Key Highlights of the notification:
- SEBI has revised the norms regarding minimum initial margin and minimum margin period of risk (MPOR) depending upon their categories.
- Clearing Corporations (CCs) shall categorize their commodities into three categories of volatility such as low, medium and high based upon the realized volatility for last three years.
- Realized volatility shall be calculated from series of daily log normal return of main near month future contracts.
- Exchange having maximum average daily turnover across all derivative contracts on the respective commodity based on last six months’ period shall be termed as Lead Exchange.
- In addition, the regulator has prescribed minimum initial margin and MPOR for agriculture and non-agriculture commodities based on volatility.

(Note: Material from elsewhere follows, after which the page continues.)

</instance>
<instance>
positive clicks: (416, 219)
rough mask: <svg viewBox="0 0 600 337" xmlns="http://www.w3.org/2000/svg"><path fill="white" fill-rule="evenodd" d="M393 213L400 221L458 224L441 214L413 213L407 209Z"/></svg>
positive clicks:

- It is reiterated that risk management is primarily a responsibility of CCs and the framework prescribed by SEBI is minimum framework CCs are allowed to be more Conservative as per their own perception of risk.
- CCs shall also disclose detailed break up of various applicable margins on contracts cleared by them along with volatility on their websites.
- Initial categorization of commodities shall be done and notified by CCs within 15 days of this circular, further The revised norms with regard to IM, MPOR and lean period margin may be implemented by CCs in a phased manner and shall be fully implemented within a period of three months from the date of the circular.